The challenge is to find a discourse that stays true to women’s experiences without being tainted by the general culture

We need to decide on the kind of movement we want to lead: Is it a personal, collective, or messy one? Why are we so confused? We’re so used to being told what to do that when we decide to take matters into our hands, we end up repurposing what we’ve previously known and been conditioned to do without questioning, challenging, dissecting, or demystifying. 

Our efforts have unleashed the shackles of rage, grief, communal healing, nostalgia, deception in existing social norms and discernment in how we stand up for what we think is right, however, the rules that hold us together aren’t yet enough to stop groups from splintering and to stop the repetition of the same cycles of anger, hate, and gender-based segregation. 

Nawal Al Saadawi was the first feminist I encountered in my life. Her novel “Woman at Point Zero” changed me to a degree I never was able to gauge until this day. I learned what defeatism meant, and have actively and consciously tried to shut down any skepticism, unconstructive criticism, and bland stoicism arising from my idealistic dreams to alter any given status quo. 

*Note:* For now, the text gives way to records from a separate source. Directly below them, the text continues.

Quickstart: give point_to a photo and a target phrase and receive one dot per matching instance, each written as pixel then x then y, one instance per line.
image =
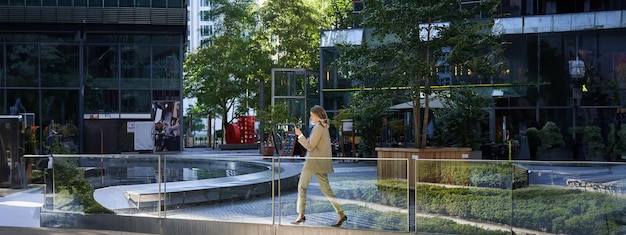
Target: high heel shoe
pixel 340 222
pixel 299 220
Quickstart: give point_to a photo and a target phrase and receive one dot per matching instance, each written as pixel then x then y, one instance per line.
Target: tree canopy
pixel 414 40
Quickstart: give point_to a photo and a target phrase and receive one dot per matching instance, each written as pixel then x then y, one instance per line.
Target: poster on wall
pixel 142 135
pixel 166 117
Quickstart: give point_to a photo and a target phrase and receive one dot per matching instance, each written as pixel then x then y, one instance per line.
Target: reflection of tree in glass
pixel 22 65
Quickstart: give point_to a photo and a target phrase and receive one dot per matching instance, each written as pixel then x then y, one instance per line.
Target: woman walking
pixel 318 146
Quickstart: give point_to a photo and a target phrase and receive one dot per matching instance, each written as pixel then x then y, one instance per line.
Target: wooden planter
pixel 397 170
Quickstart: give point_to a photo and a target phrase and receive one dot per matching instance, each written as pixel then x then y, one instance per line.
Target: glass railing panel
pixel 370 201
pixel 571 198
pixel 22 195
pixel 104 184
pixel 463 196
pixel 218 188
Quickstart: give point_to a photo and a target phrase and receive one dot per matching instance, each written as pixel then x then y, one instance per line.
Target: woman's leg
pixel 303 183
pixel 322 179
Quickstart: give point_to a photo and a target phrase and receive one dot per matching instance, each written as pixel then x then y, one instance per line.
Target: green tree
pixel 460 119
pixel 293 29
pixel 222 74
pixel 195 114
pixel 412 39
pixel 367 109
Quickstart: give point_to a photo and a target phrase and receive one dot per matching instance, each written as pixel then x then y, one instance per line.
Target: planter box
pixel 390 169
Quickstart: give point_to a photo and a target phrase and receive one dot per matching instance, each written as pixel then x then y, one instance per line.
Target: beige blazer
pixel 318 146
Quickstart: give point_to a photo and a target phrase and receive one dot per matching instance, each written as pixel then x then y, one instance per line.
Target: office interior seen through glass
pixel 565 73
pixel 97 81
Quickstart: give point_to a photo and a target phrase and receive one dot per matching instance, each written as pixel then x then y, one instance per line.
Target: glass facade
pixel 537 81
pixel 89 79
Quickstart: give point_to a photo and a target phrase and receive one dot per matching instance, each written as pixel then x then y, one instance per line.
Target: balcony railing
pixel 81 15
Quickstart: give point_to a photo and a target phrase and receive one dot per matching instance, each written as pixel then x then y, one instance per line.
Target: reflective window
pixel 23 69
pixel 143 3
pixel 33 2
pixel 2 68
pixel 136 101
pixel 101 100
pixel 158 3
pixel 17 2
pixel 60 106
pixel 166 95
pixel 110 3
pixel 102 67
pixel 174 3
pixel 127 3
pixel 59 65
pixel 22 101
pixel 2 103
pixel 95 3
pixel 135 68
pixel 166 72
pixel 206 30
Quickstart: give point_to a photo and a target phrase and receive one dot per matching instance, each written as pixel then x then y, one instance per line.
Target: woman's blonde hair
pixel 321 113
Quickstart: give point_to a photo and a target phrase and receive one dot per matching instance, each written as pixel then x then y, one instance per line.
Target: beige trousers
pixel 322 179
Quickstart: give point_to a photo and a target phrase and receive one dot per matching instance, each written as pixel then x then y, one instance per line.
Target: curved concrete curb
pixel 145 196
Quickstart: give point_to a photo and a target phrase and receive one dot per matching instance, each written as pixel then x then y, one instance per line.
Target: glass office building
pixel 564 63
pixel 95 64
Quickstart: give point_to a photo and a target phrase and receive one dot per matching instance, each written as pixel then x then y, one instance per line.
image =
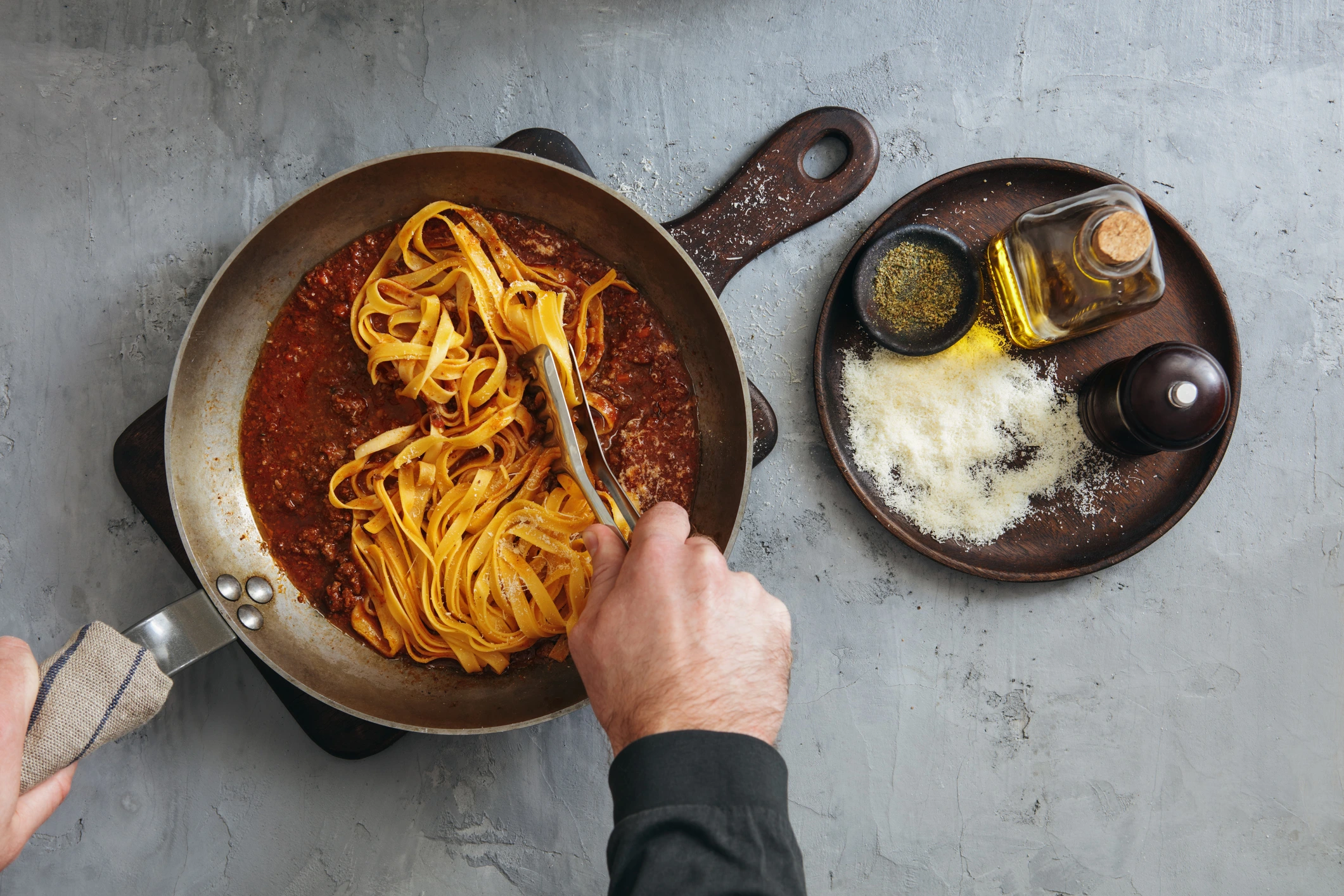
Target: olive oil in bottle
pixel 1075 266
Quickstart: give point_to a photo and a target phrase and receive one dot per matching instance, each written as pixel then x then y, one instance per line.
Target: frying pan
pixel 679 267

I rest my mind on Al Saadawi’s words that voices who symbolize truth are “spreading fear wherever [they go], the fear of the truth that kills, the power of truth, as savage, and as simple, and as awesome as death, yet as simple and as gentle as a child that has not yet learned to lie.”

The power of truth. The power to alter structures that can devalue feminist rhetorical practices, including methods such as cancel and call-out culture that foreground social justice. The power to believe that power itself is intersectional, polymorphic, and shifts very quickly. The power to believe that our collectivity ceases the perpetuation of exclusionary relationships. The power to believe that knowledge is co-produced, and when a controversy arises, we need not be gatekeepers of culture or knowledge. The power to believe that we have the power to resist the systemic disempowerment of women and other marginalized groups, and the power of my own positionality as a writer to invite you to learn to analyze your own motivations. 

What purpose do our resistance tactics serve? Who are we aiming to educate? Are we looking to shock society, or gracefully introduce ideas one after the other? Any movement emerges from culturally situated bodies: there is no use in trying to come up with universal conclusions to the questions raised in this piece. The emancipatory potential it offers, however, lies in habitual rituals of confrontation, and the willingness to talk about where we might have been misled in order to redirect our mission and achieve positive cultural change.